You can access and edit any incorrect entries with respect to your home, including remodeling and home improvements – although you generally cannot add any updates or remodels that have not been reported to the tax assessor and formally assessed. The algorithms have no way to account for these changes.

The information is updated frequently to reflect recent sales and any other factors that are matters of public record.

Other sites allow you to draw your own conclusions by showing information on the sales of comparable homes in your area. You are typically shown anywhere from two to five comparable homes in your area that have recently sold, and allow you to derive your own home value just as an assessor would do, through evaluating the differences and similarities in your home and the comparable homes.

What should you do if the assessment comes up significantly different from your expectations, either high or low?

  • Check for Errors – Sites that are deriving their values through public information may be using data that is outdated, or just completely in error.

  • Condition Issues – Have you made improvements in the home that have not been included, or has your home or neighborhood been degraded in any way that would shift prices?

  • Check Other Sites – A 7-10% differential in the values between sites is likely and 20-50% or greater difference is plausible.

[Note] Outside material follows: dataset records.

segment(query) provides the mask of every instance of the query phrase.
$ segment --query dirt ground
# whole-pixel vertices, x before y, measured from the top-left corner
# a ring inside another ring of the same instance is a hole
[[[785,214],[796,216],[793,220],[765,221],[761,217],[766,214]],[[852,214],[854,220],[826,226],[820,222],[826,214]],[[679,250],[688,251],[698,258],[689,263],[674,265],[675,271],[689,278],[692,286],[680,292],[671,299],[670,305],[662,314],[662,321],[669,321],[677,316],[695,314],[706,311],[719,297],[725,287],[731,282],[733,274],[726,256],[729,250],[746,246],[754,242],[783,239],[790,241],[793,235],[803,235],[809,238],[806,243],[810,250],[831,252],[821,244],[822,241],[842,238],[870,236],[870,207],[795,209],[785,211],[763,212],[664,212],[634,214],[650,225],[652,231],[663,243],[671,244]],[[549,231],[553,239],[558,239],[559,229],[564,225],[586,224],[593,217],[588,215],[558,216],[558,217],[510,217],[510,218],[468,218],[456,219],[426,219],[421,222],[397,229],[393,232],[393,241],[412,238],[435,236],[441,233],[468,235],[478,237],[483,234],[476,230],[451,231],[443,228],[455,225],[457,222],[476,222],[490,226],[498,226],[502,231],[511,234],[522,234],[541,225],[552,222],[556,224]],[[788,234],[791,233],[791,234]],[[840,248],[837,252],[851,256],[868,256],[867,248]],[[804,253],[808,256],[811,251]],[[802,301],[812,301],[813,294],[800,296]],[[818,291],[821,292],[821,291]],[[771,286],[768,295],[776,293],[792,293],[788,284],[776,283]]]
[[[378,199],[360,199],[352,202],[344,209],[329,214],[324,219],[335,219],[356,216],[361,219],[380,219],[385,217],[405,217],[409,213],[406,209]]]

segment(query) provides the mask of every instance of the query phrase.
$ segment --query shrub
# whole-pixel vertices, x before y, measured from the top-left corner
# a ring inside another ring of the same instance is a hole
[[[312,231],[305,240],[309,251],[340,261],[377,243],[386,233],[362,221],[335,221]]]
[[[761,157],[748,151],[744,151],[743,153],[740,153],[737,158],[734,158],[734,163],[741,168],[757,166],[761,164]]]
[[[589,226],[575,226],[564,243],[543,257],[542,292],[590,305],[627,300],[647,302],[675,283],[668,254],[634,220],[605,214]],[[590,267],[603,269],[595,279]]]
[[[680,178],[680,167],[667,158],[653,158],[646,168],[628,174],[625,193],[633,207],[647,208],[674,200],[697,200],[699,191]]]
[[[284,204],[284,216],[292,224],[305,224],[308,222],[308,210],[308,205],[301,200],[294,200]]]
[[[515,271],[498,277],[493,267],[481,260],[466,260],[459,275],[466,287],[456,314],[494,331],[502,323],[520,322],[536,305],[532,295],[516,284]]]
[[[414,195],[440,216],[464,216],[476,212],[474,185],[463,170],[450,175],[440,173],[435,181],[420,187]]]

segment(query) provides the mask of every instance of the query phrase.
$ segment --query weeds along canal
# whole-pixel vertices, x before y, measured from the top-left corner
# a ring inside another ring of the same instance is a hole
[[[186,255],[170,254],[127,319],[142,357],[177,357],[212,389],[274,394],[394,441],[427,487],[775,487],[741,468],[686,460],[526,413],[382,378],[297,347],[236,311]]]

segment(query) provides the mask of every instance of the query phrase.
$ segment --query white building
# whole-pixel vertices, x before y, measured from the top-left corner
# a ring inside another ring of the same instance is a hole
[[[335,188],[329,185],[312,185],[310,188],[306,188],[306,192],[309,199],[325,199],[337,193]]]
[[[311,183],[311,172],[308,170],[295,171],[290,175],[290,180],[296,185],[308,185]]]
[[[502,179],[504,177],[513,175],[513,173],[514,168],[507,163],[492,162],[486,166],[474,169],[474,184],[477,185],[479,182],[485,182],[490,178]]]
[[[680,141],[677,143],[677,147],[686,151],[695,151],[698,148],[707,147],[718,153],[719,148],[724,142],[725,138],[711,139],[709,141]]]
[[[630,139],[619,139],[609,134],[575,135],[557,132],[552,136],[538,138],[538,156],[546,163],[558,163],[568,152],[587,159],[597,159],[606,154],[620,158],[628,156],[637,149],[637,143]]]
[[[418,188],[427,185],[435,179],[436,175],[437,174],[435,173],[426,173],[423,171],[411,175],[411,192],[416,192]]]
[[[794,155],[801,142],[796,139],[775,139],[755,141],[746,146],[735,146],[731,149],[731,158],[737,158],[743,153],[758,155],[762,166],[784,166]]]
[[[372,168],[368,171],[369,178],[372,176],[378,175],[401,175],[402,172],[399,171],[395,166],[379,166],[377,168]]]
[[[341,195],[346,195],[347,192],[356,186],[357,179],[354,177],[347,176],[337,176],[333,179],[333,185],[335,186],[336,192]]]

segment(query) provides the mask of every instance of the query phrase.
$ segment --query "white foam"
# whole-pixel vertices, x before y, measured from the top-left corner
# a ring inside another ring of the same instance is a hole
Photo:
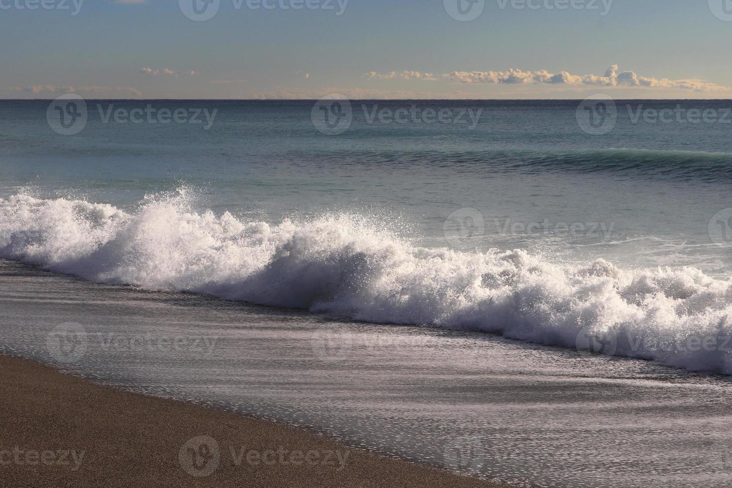
[[[522,250],[415,247],[377,222],[277,225],[190,211],[184,192],[113,206],[0,199],[0,257],[106,283],[185,290],[655,359],[732,374],[731,282],[691,268],[556,264]],[[712,344],[713,342],[713,344]]]

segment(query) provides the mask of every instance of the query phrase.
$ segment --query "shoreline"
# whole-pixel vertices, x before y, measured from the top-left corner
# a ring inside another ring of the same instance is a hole
[[[493,487],[307,429],[0,355],[0,484]]]

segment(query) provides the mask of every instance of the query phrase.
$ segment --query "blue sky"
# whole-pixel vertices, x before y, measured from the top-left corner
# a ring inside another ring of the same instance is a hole
[[[194,1],[0,0],[0,97],[732,98],[729,0]]]

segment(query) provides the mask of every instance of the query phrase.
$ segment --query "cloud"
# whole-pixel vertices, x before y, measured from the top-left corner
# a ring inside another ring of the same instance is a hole
[[[168,68],[163,68],[161,70],[153,70],[152,68],[143,68],[140,70],[141,73],[146,73],[148,75],[152,75],[153,76],[157,76],[158,75],[167,75],[168,76],[173,76],[174,78],[178,78],[179,76],[194,76],[198,74],[198,71],[187,71],[183,73],[179,74],[175,70],[170,70]]]
[[[33,94],[60,95],[67,93],[78,93],[92,96],[119,97],[120,95],[142,97],[142,91],[135,88],[121,86],[70,86],[56,85],[31,85],[23,88],[10,89],[14,91],[24,91]]]
[[[435,81],[437,78],[432,73],[422,73],[419,71],[392,71],[390,73],[377,73],[375,71],[367,75],[369,80],[426,80]]]
[[[552,74],[545,70],[531,72],[511,69],[508,71],[454,71],[452,73],[443,75],[442,78],[463,83],[542,83],[572,86],[637,86],[694,90],[696,91],[717,91],[729,89],[725,86],[695,78],[686,80],[659,79],[639,76],[632,71],[619,72],[617,64],[610,67],[605,72],[605,75],[601,76],[597,75],[580,76],[572,75],[566,71]]]

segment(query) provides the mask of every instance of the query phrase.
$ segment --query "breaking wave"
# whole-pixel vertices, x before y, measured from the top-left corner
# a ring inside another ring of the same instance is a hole
[[[497,333],[732,374],[732,286],[692,267],[558,264],[517,249],[417,247],[374,219],[277,225],[195,213],[186,192],[111,205],[0,199],[0,258],[87,279]]]

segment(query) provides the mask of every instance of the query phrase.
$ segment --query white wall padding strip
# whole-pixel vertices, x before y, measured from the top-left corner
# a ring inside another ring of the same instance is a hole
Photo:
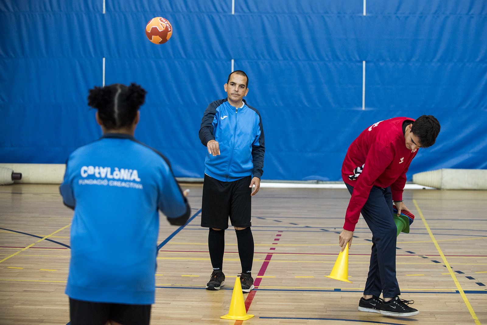
[[[22,173],[22,179],[16,183],[60,184],[66,170],[64,163],[0,163],[0,167]]]
[[[412,175],[412,182],[445,190],[487,190],[487,169],[443,168]]]

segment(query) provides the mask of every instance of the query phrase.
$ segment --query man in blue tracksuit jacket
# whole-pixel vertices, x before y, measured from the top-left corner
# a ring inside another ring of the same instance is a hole
[[[67,161],[60,190],[75,210],[66,289],[72,325],[149,324],[158,209],[174,225],[190,214],[169,162],[133,138],[145,95],[134,84],[90,90],[103,136]]]
[[[200,139],[207,148],[201,226],[209,228],[208,245],[213,271],[206,284],[208,290],[218,290],[225,285],[225,230],[228,227],[229,217],[237,234],[242,290],[248,292],[254,289],[251,197],[260,187],[264,146],[261,115],[243,99],[248,85],[243,71],[230,73],[224,86],[227,98],[208,106],[200,128]]]

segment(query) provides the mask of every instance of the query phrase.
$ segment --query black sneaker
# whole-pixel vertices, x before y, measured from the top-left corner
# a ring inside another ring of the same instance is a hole
[[[242,291],[244,292],[250,292],[251,290],[255,288],[254,287],[254,279],[244,273],[239,274],[240,274],[240,285],[242,286]]]
[[[225,285],[225,274],[222,271],[213,271],[210,282],[206,284],[206,290],[220,290]]]
[[[383,303],[384,301],[378,297],[374,296],[368,299],[362,297],[358,302],[358,310],[360,311],[376,312],[380,314]]]
[[[380,313],[400,317],[417,315],[419,313],[417,309],[408,306],[414,303],[414,300],[400,299],[399,296],[396,296],[387,302],[384,302],[380,309]]]

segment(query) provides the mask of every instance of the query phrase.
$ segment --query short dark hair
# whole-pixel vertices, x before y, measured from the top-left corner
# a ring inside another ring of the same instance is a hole
[[[433,115],[421,115],[412,123],[411,132],[419,139],[424,148],[431,147],[440,133],[440,122]]]
[[[103,126],[109,130],[130,126],[146,99],[146,90],[134,83],[113,84],[90,90],[88,105],[98,109]]]
[[[234,73],[237,73],[237,74],[240,74],[240,75],[245,76],[245,77],[247,78],[247,82],[245,83],[245,88],[248,88],[248,77],[247,76],[247,74],[242,70],[235,70],[233,72],[231,72],[228,75],[228,78],[226,79],[226,83],[228,83],[230,82],[230,77]]]

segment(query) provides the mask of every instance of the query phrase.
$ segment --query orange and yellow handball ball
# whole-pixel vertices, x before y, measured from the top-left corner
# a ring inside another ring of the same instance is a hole
[[[154,44],[164,44],[171,38],[172,26],[165,18],[152,18],[146,26],[146,35],[149,40]]]

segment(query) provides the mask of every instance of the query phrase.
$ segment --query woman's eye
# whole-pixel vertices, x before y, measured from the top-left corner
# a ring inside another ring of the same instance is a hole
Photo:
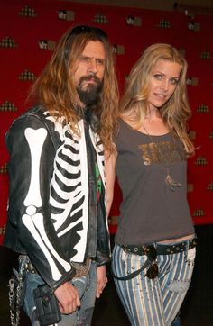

Check your home value on several different sites and average them to get the best value. Throw out any values that seem far out of line with the others in either direction.

You don’t necessarily need to take steps to correct a bad estimate. However, a value that is extremely low could affect the sale of your home. Since potential buyers tend to use these sites as a first pass on evaluating homes, they may conclude that you have overpriced your home and may not bother to look into the details. There should be a mechanism available for you to challenge and correct the value.

Whatever you do, do not use these estimates as a guide for the proper selling price for your home. There is no substitute for a proper appraisal by a professional who can lay their eyes on the entire home and take into account all factors, whether positive or negative.

Remember, the key word with all these sites is “estimate”, and none of them is promising you anything other than an estimate. Stay away from any website claiming their value is anything other than an estimate. Remember that only you can determine at what price you would be willing to sell your family home.